Damit bestätigte der Niederländer Informationen von "Focus Online" über fundierte Verdachtsmomente gegen den 32-jährigen Spanier.

Auffällige Blutwerte 

Astarloa, Weltmeister von 2003 in Hamilton und danach sportlich nie mehr sehr auffällig, soll beim Giro d'Italia vor der zweiten Etappe nicht wie vom Team gemeldet "wegen Magen-Problemen, sondern wegen auffälliger Blutwerte ausgestiegen" sein, berichtete die Internetseite des Nachrichtenmagazins.

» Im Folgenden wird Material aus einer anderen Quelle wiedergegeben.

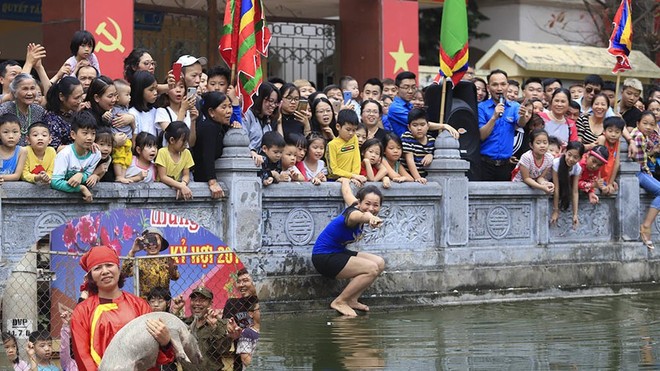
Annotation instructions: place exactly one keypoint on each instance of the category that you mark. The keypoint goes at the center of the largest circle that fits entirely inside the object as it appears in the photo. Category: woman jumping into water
(332, 259)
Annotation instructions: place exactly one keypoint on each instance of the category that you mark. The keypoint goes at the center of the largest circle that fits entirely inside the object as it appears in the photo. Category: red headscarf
(98, 255)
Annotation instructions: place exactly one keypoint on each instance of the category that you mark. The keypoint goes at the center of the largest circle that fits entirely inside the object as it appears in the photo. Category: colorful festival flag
(244, 40)
(454, 40)
(621, 39)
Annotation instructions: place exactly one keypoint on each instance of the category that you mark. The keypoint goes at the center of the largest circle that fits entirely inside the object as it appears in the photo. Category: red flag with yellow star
(400, 34)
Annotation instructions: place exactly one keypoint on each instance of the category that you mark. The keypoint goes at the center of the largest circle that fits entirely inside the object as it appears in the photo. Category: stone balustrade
(447, 235)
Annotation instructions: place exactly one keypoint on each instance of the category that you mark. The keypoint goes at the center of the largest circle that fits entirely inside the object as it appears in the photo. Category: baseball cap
(201, 290)
(189, 60)
(164, 244)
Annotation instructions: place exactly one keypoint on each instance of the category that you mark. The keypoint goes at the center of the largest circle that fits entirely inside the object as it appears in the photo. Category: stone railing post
(242, 225)
(627, 201)
(448, 169)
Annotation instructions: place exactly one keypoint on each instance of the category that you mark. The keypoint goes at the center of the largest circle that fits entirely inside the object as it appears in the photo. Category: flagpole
(616, 93)
(443, 99)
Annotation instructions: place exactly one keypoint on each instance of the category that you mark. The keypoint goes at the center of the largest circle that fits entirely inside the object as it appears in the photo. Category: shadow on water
(607, 333)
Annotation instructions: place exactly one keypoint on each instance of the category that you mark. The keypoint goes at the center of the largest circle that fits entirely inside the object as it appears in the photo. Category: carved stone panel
(287, 227)
(595, 223)
(503, 220)
(404, 226)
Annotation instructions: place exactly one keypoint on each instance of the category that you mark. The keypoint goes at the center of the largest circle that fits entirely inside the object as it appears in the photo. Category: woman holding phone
(293, 109)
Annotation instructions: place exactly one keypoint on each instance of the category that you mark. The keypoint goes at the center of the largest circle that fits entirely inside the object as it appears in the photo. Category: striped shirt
(584, 130)
(412, 145)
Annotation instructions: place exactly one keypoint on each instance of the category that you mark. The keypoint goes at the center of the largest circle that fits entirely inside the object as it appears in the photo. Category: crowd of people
(81, 127)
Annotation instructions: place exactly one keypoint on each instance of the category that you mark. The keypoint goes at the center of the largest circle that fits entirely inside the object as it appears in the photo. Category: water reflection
(614, 333)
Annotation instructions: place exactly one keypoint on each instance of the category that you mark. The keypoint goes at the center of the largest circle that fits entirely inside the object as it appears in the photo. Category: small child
(66, 361)
(418, 99)
(76, 162)
(82, 49)
(174, 161)
(418, 146)
(372, 166)
(12, 156)
(390, 88)
(289, 154)
(40, 349)
(590, 179)
(40, 157)
(247, 342)
(349, 85)
(361, 133)
(343, 152)
(612, 129)
(313, 166)
(11, 349)
(392, 153)
(534, 166)
(103, 172)
(554, 147)
(272, 146)
(122, 135)
(142, 167)
(565, 176)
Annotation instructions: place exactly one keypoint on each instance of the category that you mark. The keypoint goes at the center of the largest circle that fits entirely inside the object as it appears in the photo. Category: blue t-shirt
(397, 115)
(499, 144)
(336, 235)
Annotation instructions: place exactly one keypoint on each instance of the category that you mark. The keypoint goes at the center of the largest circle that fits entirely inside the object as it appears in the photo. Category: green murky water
(599, 333)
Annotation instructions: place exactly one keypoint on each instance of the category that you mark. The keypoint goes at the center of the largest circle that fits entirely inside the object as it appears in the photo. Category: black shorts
(330, 265)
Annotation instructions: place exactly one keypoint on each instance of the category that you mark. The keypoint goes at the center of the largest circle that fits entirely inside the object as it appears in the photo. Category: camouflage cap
(203, 291)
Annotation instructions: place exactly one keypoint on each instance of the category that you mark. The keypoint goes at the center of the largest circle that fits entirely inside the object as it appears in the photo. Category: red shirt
(93, 325)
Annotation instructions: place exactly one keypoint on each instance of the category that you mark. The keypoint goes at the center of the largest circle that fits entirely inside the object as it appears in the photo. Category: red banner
(400, 34)
(111, 23)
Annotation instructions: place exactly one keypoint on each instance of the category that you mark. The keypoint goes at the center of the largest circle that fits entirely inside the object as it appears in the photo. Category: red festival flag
(621, 39)
(244, 40)
(453, 41)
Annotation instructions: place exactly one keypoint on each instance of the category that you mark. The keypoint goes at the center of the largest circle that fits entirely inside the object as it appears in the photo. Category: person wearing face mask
(156, 272)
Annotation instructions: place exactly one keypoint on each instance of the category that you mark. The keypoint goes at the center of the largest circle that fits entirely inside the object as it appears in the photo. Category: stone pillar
(448, 169)
(242, 225)
(630, 215)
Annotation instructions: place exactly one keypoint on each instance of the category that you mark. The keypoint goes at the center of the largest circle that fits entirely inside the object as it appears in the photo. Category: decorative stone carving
(403, 226)
(299, 227)
(594, 224)
(498, 221)
(46, 222)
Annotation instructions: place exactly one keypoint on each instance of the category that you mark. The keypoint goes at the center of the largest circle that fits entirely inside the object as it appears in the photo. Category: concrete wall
(447, 238)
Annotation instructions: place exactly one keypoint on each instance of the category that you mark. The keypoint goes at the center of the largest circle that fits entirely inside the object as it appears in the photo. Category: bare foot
(87, 195)
(358, 306)
(343, 308)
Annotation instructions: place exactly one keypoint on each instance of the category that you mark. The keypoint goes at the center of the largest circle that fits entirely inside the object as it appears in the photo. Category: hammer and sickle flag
(111, 23)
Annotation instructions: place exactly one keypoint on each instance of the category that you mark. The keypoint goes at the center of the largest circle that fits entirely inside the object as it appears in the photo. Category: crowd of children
(137, 130)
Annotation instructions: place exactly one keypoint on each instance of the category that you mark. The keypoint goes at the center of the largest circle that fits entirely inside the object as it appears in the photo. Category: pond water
(606, 333)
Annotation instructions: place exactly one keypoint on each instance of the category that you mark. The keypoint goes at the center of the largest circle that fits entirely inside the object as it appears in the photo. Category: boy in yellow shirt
(40, 156)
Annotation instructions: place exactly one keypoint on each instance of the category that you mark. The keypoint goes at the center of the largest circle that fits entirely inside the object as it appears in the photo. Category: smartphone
(176, 71)
(347, 96)
(302, 105)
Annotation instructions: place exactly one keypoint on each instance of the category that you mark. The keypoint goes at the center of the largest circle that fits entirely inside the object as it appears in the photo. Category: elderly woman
(24, 92)
(96, 320)
(62, 101)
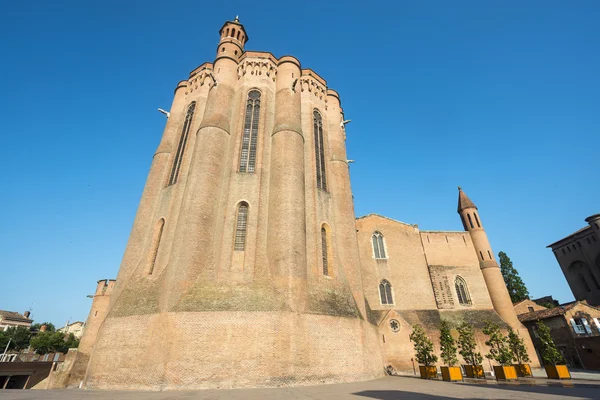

"Das Team Milram, die deutsch- italienische Combo mit dem geständigen Epo-Nutzer Erik Zabel an der Spitze, hat einen Verdachtsfall", schrieb "Focus Online". Es liege "aber kein positiver Doping-Fall vor", erklärte van Gerwen.

Astarloas Fall steht wahrscheinlich im Zusammenhang mit den Tests des Radsport-Weltverbandes UCI für die neu eingeführten Blutpässe.

Astarloa offiziell gestrichen

Bei der neuen Anti-Doping-Prophylaxe werden Blut-Parameter und der Hormon-Status der Profis angelegt und nach Tests immer wieder verglichen. Mit Stand vom Donnerstag wird Astarloa offiziell bei der UCI nicht mehr als Mitglied des Milram-Teams geführt.

Die Führungs-Etage des Sprinter-Teams um Erik Zabel lässt sich mit brisanten Entscheidungen im Zusammenhang mit Doping oft lange Zeit.

Sprintstar Petacchi erhielt den Laufpass "in beiderseitigem Einvernehmen" zehn Tage nachdem der Internationale Sportgerichtshof CAS die Einjahressperre gegen ihn ausgesprochen hatte.

Petacchi sucht neues Team

Der Fall Astarloa ist seit dem 10. Mai im Schwange - offiziell reagierte der von einem norddeutschen Milchkonzern gesponserte Rennstall erst auf Anfrage. "Wir konnten keine Pressemitteilung herausgeben, um in dem schwebenden Verfahren nichts zu präjudizieren", sagte van Gerwen.

Petacchi, der sich nach Ablauf seiner Sperre am 31. August einem neuen Team anschließen will, war ein zu hoher Wert des Anti-Asthma-Mittels Salbutamol zum Verhängnis geworden.

Genauer Befund noch nicht bekannt

Er besaß zwar eine Ausnahmegenehmigung, überschritt aber die Höchstwerte, so dass ein Manipulationsverdacht nahe lag. Astarloas genauer Befund ist noch nicht bekannt.

"Jeder Verstoß gegen die Team-Richtlinien wird geahndet. Aufgrund dieser klaren Richtlinien, in der unter anderem die Konsequenzen bei Missachtungen der UCI-Regularien definiert sind, entschloss sich das Team, den Vertrag mit Alessandro Petacchi aufzulösen", hieß es am 16. Mai in einer Milram-Stellungnahme zur Petacchi-Entlassung.